Slamming the Malaysian Trades Union Congress’ call for employees to be given COLA as ‘unjustified’, Malaysian Employers Federation (MEF) executive director Shamsuddin Bardan said employers already took into account rising prices when they reviewed their salary scales every three years.
“Although COLA was introduced in the 1970s during the global economic crisis, when the economy improved a few years later, it was incorporated into the wage systems.
“Now, when we adjust our wage system every three years (in the collective bargaining agreements between employers and employees), we adjust the rate of the COLA based on the Consumer Price Index of the day,” said Shamsuddin.
The MTUC is asking for private sector employees to be given a RM300 COLA to help them tide over the recent spate of price hikes.
Shamsuddin said paying extra allowance to their employees would be a big challenge for many small and medium-sized companies struggling to cope with higher operational costs due to rising utilities costs and the minimum wage ruling that came into effect on Jan 1.
MEF represents 4,500 member companies and 18 affiliate trade associations.
The MTUC, however, claimed that many employers were not incorporating COLA or factoring in the cost of living in their wage systems.
“That is why the Government needs to regulate the COLA and make it a policy.
“The price hike has been a shock to the people’s system, especially those in the low- and middle-income group, so we hope the Government can help reduce their burden,” said MTUC president Khalid Atan.
“The increased transportation, food and schooling costs have had an immediate impact on the workers in the lower-income and middle-income groups. Many are trying to tighten their belts but how can they when they don’t even have enough to cover the basic essentials.
“It is essential for the Government to introduce the regulation on COLA because almost five million private sector workers are now on minimum wage, which is just RM30 above the poverty line of RM870 per month.”
In the interim period, he suggested that companies assisted by providing subsidised food and lodging for their workers.
“If workers are happy, not worried or stressed about their finances, they will be able to work hard and companies can increase their productivity. This will be a win-win situation.”
He pointed out that the Government provided civil servants between RM100 and RM300 as COLA depending on whether they were working in a city, town or a rural area to the civil service.
Non-officers, who form the bulk of the 1.4 million strong civil service, get RM180 for housing allowance while officers get a minimum of RM250. Government workers also get housing loans at a low interest rate.
MTUC had included a proposal for COLA in its previous demands for a minimum wage regulation to the Government. However, only a minimum wage ruling has been enforced, which puts the minimum pay for workers in peninsular Malaysia at RM900 and RM800 for those in Sabah and Sarawak.
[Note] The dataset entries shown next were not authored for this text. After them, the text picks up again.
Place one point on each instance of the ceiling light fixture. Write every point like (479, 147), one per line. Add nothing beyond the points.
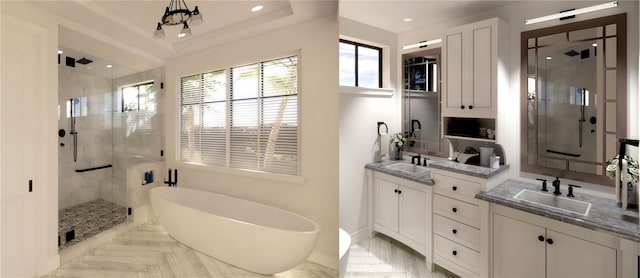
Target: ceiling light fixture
(177, 13)
(421, 44)
(572, 13)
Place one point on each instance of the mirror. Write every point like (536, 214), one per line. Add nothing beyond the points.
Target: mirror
(421, 102)
(573, 87)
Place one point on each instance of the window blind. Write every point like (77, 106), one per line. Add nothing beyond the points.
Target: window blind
(203, 118)
(262, 131)
(264, 116)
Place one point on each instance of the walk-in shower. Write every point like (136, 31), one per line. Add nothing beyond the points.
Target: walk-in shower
(108, 124)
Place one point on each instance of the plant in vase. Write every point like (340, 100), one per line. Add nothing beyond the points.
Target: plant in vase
(397, 141)
(631, 174)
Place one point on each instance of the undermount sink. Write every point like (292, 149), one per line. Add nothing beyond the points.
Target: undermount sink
(556, 202)
(406, 167)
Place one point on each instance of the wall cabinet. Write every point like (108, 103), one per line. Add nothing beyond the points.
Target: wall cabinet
(471, 69)
(402, 210)
(549, 253)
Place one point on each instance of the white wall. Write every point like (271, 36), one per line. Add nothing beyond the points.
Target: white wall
(317, 196)
(360, 110)
(514, 15)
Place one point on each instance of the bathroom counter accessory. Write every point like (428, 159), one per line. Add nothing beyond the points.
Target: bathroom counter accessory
(604, 215)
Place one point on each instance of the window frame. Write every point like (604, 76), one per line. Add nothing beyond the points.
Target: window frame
(294, 177)
(380, 53)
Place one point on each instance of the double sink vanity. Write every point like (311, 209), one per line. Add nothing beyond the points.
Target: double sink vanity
(475, 222)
The National Union for Bank Employees (NUBE), which is proposing a RM500 allowance, said that COLA was not impossible to manage for employers as it was already provided to workers in Sabah and Sarawak by many private companies.
“Many employees in Sabah and Sarawak, including those working in the banking sector, receive a COLA of 15%-22.5% of their basic salary. We hope employers can extend it to the workers in the peninsula, especially the banks and government-linked companies.
“We know they, especially the public listed companies, can afford it because they recorded a profit last year,” said NUBE secretary-general J. Solomon.
“The RM300 is a figure in MTUC’s original proposal for COLA in the 1990s, and our cost of living has shot up more since then,” he added.